I would imagine that the title of this article will offend many. That being the case, I shall start by saying that I have been, and continue to be, a dedicated protagonist of Linux ever since the mid-90’s when I got a free Red Hat distro at the Computer Expo in New York City. I was hooked. Today, my personal machines are mostly various flavors of Linux. The ease of customization has made the OS perfectly suited to just about any project I had in mind.

And therein lies one of the big problems….

Customization equals expense in the business world

In order for IT, whether insourced or outsourced, to support a population of desktop or laptop computers efficiently, it is imperative that there be a ‘standard image’. Every computer must have the same OS, the same UI, and a substantially similar suite of applications.

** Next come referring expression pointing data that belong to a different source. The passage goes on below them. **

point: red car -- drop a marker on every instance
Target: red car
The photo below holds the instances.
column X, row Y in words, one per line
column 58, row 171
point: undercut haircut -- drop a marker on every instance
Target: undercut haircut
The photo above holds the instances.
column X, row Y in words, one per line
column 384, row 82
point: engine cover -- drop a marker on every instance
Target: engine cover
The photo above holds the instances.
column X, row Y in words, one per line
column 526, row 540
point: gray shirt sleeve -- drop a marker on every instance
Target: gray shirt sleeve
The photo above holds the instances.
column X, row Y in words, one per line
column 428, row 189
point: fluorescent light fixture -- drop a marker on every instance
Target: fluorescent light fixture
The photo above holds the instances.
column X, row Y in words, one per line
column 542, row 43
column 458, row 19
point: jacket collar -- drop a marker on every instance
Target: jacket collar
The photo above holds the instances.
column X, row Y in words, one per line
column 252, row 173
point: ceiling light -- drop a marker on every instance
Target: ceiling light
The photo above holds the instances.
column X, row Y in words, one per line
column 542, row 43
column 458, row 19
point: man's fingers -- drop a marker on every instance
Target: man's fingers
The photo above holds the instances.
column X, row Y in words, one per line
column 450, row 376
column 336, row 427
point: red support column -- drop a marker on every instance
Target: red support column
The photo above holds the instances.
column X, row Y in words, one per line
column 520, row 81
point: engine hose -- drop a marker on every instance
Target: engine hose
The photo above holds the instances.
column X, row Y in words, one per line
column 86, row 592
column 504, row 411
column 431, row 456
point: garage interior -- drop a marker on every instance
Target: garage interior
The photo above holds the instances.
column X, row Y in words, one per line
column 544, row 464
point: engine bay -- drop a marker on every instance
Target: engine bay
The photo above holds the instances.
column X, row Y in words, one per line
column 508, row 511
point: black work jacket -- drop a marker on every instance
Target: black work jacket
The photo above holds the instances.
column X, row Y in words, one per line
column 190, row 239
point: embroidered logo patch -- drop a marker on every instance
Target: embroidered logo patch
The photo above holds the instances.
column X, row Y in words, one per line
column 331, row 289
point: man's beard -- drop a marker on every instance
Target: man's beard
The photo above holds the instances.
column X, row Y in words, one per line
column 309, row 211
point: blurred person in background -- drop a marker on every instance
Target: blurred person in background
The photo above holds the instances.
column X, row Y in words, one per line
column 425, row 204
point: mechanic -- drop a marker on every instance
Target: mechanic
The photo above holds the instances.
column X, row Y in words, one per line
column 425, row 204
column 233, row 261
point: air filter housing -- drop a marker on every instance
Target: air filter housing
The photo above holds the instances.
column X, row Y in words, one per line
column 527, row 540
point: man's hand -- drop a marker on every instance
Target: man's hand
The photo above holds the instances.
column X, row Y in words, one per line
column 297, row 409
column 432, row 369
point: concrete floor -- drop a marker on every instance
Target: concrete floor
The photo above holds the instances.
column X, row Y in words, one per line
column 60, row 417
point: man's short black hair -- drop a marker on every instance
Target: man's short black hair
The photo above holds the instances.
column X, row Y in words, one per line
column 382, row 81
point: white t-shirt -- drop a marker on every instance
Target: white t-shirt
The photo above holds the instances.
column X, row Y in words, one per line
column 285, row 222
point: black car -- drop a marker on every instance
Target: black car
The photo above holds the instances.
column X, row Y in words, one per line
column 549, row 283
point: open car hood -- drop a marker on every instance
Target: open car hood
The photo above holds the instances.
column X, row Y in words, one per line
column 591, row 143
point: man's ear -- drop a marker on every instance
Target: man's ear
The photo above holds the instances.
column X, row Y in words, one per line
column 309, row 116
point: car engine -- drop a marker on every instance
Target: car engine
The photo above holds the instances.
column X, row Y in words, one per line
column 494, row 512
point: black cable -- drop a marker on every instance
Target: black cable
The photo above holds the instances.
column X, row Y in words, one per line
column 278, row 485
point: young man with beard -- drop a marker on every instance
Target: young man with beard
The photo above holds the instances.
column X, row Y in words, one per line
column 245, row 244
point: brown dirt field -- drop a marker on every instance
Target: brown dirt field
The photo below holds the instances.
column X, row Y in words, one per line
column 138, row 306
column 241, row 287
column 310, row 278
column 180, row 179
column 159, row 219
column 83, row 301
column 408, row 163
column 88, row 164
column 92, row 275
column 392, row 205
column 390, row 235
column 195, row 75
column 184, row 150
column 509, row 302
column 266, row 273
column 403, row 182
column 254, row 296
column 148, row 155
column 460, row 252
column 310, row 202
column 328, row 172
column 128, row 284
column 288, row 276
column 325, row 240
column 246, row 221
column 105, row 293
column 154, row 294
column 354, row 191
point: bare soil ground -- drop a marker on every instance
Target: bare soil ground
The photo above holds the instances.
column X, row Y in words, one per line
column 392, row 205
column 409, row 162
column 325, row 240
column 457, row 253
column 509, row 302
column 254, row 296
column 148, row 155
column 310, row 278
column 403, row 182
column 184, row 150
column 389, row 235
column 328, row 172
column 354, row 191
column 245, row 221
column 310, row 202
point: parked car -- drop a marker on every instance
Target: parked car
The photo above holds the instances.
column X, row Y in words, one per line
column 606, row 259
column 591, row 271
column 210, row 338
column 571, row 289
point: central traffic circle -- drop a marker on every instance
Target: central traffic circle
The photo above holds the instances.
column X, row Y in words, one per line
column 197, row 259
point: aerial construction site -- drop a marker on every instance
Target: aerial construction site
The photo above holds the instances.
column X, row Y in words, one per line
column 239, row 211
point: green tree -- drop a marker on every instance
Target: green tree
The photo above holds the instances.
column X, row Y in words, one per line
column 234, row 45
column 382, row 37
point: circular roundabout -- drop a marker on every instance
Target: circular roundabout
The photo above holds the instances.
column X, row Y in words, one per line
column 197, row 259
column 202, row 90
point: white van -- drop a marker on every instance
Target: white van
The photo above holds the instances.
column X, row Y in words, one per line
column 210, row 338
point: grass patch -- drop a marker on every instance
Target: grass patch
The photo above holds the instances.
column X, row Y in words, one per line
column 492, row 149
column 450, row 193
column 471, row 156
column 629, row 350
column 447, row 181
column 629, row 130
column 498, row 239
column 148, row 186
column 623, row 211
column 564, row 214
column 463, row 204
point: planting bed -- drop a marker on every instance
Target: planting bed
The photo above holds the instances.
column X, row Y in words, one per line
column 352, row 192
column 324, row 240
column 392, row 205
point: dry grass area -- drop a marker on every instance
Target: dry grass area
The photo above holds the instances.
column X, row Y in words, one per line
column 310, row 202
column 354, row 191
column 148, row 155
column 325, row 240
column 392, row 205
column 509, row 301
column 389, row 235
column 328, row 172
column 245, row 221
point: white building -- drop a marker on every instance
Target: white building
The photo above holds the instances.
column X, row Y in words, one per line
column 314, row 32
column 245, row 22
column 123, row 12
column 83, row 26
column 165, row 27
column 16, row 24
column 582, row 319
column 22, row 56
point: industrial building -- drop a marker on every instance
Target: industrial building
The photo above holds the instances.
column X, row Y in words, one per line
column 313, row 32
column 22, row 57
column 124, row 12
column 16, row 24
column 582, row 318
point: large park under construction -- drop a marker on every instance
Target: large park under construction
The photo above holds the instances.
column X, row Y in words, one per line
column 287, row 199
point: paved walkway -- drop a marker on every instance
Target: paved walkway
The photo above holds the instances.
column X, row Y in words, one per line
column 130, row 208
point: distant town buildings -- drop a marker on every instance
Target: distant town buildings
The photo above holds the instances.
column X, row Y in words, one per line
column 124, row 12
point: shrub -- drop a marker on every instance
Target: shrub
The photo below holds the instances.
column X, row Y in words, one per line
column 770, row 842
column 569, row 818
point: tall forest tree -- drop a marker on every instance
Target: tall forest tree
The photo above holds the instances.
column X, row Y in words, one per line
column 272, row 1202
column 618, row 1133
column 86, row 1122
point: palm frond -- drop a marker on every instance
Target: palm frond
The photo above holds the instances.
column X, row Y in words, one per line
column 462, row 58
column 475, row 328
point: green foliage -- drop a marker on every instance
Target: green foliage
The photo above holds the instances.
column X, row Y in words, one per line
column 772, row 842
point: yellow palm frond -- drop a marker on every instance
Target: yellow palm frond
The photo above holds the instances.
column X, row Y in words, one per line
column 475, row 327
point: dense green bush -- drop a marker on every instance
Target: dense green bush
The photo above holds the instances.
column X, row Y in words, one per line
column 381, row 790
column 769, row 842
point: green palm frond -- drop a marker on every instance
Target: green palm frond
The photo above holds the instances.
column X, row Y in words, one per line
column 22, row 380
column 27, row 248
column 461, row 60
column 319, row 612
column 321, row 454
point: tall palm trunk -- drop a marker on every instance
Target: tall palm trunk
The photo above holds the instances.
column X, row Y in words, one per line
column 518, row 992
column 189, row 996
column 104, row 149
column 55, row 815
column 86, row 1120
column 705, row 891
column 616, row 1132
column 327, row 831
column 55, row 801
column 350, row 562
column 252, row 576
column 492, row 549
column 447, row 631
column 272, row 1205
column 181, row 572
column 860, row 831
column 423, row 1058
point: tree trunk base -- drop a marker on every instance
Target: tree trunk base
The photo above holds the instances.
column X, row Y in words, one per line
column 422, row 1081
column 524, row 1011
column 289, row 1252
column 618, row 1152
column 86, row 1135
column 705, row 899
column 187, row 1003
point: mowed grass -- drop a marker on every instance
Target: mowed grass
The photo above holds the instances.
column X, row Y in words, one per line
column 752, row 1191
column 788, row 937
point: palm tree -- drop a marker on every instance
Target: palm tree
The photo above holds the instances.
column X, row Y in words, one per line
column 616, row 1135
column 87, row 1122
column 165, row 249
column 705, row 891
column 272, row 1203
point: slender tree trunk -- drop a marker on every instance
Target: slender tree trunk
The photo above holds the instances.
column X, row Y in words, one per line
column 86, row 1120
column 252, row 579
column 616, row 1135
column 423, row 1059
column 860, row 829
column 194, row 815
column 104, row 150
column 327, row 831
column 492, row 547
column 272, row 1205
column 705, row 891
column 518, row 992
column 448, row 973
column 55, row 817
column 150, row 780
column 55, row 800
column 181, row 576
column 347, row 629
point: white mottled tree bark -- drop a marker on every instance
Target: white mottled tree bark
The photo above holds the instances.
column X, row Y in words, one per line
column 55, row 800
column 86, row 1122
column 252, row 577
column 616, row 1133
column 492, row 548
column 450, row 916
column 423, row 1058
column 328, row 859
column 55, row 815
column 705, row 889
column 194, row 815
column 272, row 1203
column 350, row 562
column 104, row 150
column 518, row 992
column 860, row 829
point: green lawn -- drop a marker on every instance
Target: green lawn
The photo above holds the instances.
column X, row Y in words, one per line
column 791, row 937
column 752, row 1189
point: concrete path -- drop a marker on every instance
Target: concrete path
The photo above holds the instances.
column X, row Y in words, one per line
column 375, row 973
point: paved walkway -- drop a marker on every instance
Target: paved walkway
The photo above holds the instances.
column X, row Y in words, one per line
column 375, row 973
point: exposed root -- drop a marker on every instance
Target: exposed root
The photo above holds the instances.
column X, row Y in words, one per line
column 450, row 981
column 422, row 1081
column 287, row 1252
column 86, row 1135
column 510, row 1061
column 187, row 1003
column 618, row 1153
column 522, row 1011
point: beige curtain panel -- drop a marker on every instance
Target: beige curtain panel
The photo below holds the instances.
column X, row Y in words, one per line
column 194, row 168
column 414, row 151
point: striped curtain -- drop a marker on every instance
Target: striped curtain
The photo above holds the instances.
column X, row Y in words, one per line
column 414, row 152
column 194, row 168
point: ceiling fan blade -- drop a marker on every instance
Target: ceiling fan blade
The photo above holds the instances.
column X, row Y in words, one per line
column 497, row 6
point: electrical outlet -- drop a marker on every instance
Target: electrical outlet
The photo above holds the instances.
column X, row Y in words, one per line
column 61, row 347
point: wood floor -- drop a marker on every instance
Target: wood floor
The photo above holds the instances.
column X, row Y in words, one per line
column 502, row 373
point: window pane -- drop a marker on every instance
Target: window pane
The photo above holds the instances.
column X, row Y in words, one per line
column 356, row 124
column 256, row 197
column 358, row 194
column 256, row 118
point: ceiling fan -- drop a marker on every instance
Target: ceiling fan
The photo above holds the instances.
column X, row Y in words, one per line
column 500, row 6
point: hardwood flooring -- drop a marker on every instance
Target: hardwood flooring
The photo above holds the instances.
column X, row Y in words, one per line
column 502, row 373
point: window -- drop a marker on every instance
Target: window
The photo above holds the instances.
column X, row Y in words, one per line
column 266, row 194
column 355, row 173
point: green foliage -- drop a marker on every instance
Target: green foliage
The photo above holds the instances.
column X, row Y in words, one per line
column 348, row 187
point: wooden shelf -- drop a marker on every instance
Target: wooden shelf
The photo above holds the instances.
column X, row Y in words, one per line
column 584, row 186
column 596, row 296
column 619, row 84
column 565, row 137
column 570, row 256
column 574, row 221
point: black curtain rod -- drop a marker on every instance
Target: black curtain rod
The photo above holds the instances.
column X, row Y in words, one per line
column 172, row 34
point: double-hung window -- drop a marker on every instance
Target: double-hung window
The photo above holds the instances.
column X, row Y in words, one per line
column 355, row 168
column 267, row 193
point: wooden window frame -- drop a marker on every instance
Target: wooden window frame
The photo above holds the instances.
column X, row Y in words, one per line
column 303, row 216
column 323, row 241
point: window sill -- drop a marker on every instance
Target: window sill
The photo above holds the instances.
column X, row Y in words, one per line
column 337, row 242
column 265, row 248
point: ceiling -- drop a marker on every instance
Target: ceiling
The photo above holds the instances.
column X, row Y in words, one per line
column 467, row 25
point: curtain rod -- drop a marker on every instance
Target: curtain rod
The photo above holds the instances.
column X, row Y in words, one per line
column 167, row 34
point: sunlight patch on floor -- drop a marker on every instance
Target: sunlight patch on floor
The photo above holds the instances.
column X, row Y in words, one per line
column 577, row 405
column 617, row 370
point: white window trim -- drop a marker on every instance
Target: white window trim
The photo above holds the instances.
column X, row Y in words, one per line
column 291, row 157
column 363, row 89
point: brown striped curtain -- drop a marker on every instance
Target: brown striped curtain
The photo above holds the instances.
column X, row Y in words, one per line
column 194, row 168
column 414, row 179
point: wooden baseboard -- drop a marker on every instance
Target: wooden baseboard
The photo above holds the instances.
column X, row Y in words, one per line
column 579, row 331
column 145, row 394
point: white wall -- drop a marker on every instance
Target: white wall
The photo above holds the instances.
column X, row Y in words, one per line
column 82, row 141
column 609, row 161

Exceptions must be made for specific cases, such as engineering or production control computers, but every deviation from the standard equals an increase in support expense.

A deskside support technician may need some time to familiarize him/herself with a non-standard machine. In large machine populations, the cumulative time required for familiarization with customized machines becomes a large, yet undocumented, expense. For remote support staff, the problem is even greater. Instructions that would remedy a situation on a standardized machine may worsen a situation on a customized machine. Now the cost of lost productivity starts to add up.

Microsoft has provided the tools to ‘lock down’ a Windows installation in a domain to ensure that the OS stays standard and supportable. With Linux, there are no such mechanisms.

This is a prime example of short-term vs. long-term gains. Any immediate savings in licensing costs realized by using open source operating systems and application suites are generally exceeded by the support costs.

Ah, there’s another point. Application suites. We’ll have to cover that in another article.